There isn't a police chief in America who wouldn't like to get rid of that responsibility, but I'll predict for you that most of it is not going to be taken away, because they won't fund it. If that's the case, then train us better how to deal with it.
Q: You mentioned Giuliani earlier. In the book, you say he is not the man you knew in the 1990s.
A: Giuliani was smart. He was hard charging. And from what he did as U.S. attorney, I saw him as a man with great integrity. He was a man with a big ego. I have a big ego, so I understand people with big egos. And I honestly don't know what happened to him. The Rudy I knew would never subjugate himself to anybody. Whether it was him trying to get back in the game or to make money, as he was going through a very expensive divorce ... Whatever happened, he became a caricature of himself.
Q: Throughout your career, and again in the book, you've rejected the idea that crime rates are driven up or down by larger societal and economic forces. Police, you believe, are the deciding factor. After years of declines, violent crime is rising again in L.A., New York and elsewhere. Why?
A: Basically, the police are being handcuffed. Handcuffed in the sense that because of the abuses of some, Derek Chauvin [the now former officer convicted of murdering Floyd] and others, police are not trusted by the community to effectively enforce laws.
And it's also the continuing failure of governments to deal with the emotionally disturbed, the homeless, the drug addiction problem. Government is failing very badly at that. And who ends up being the net catching all of that debris? The police.
I would say that we have the formula. We know what works. We should build on that formula, rather than some of the mistakes we've made in the past. These are incredibly tough times. But, God, we have the opportunity to get it right. I wish I was a little younger, to get back in the game.
Q: You write that George Floyd's killing was "100% a murder," but you also say there is no epidemic in the U.S. of police killing Black men. That puts you at odds with many who see this as a systemic problem. Do you think any good has come out of the country's reckoning last summer?
A: Certainly. I think Blacks, to borrow from [Los Angeles community leader] Sweet Alice [Harris], are being seen, being heard. Look at the societal change in the last year. And, going forward, we hopefully will evolve in a better way. And I really believe that out of this chaos, out of all this turmoil, we'll come out the better for it.
Q: But you also say the damage done to policing has been dramatic.
A: A tremendous, tremendous amount. And, so it's going be a matter in some respects of the phoenix rising from the ashes. But we've got a very strong phoenix in those ashes. In Los Angeles, the LAPD is a minority majority department, and there's a very heavy Latino influence. You've got a lot of gay officers. You've got a much stronger foundation now to build on. But I've never seen morale as bad as it is at this moment, and it's having an impact on recruiting new officers.

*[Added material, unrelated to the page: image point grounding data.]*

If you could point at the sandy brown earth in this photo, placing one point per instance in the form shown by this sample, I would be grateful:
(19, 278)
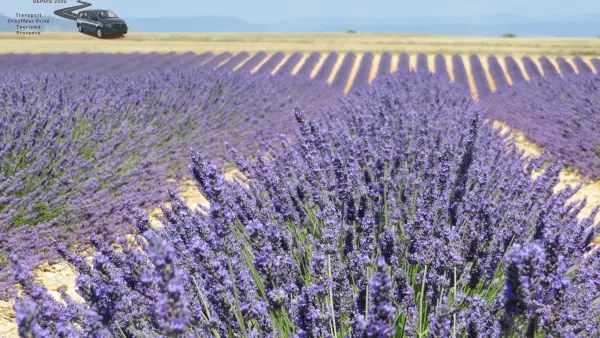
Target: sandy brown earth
(296, 42)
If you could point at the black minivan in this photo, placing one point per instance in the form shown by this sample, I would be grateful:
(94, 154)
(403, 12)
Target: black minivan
(101, 22)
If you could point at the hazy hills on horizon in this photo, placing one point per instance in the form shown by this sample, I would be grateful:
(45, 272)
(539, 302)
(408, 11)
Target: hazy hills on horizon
(587, 25)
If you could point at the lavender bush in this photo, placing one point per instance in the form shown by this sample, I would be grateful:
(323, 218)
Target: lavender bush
(75, 146)
(560, 114)
(400, 215)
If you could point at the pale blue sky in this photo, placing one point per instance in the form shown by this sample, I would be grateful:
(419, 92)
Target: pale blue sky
(277, 10)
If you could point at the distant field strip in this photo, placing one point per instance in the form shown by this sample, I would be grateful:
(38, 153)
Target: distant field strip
(481, 74)
(298, 42)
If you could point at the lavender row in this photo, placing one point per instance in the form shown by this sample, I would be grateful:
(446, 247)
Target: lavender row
(400, 215)
(497, 73)
(342, 75)
(385, 64)
(565, 66)
(582, 66)
(361, 78)
(481, 83)
(548, 67)
(513, 69)
(309, 65)
(288, 67)
(531, 67)
(441, 68)
(422, 63)
(327, 67)
(460, 72)
(558, 113)
(269, 66)
(235, 61)
(404, 63)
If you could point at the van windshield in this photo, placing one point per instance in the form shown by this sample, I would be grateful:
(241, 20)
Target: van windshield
(106, 14)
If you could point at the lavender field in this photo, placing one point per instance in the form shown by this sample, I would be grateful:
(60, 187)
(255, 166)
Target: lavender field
(373, 197)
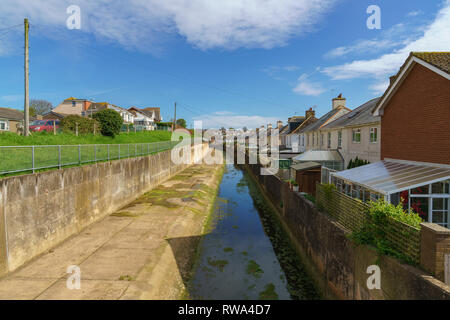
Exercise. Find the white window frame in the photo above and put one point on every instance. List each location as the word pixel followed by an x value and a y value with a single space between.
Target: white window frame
pixel 373 131
pixel 6 124
pixel 354 132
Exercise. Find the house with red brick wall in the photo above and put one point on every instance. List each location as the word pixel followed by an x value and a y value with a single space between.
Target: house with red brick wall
pixel 415 147
pixel 415 110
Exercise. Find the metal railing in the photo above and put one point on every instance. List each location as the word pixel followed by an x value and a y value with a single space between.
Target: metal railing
pixel 14 159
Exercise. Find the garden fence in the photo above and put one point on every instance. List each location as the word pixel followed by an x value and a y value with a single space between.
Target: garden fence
pixel 14 159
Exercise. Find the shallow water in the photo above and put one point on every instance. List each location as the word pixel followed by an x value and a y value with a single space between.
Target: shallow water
pixel 247 255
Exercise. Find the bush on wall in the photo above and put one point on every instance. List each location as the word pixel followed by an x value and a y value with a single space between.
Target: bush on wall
pixel 110 122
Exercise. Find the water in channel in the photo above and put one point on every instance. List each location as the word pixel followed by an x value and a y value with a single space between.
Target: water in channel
pixel 246 254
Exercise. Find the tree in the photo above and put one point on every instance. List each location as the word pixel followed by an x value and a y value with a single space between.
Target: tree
pixel 40 106
pixel 110 122
pixel 181 122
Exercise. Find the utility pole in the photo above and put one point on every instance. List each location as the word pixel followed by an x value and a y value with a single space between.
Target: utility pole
pixel 174 126
pixel 26 130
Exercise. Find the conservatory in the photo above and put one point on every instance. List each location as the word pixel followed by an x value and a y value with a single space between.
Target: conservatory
pixel 422 187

I arrived in Los Angeles in 2002. Starting a few years before that, until effectively the George Floyd demonstrations, there were no large-scale, racial disturbances in Los Angeles. Think about that in the city of Los Angeles, nearly 20 years where things had quieted down. And I felt very good about that, because it was a lot of work that we had done. So similarly, coming out of the turmoil this time, maybe we can go forward.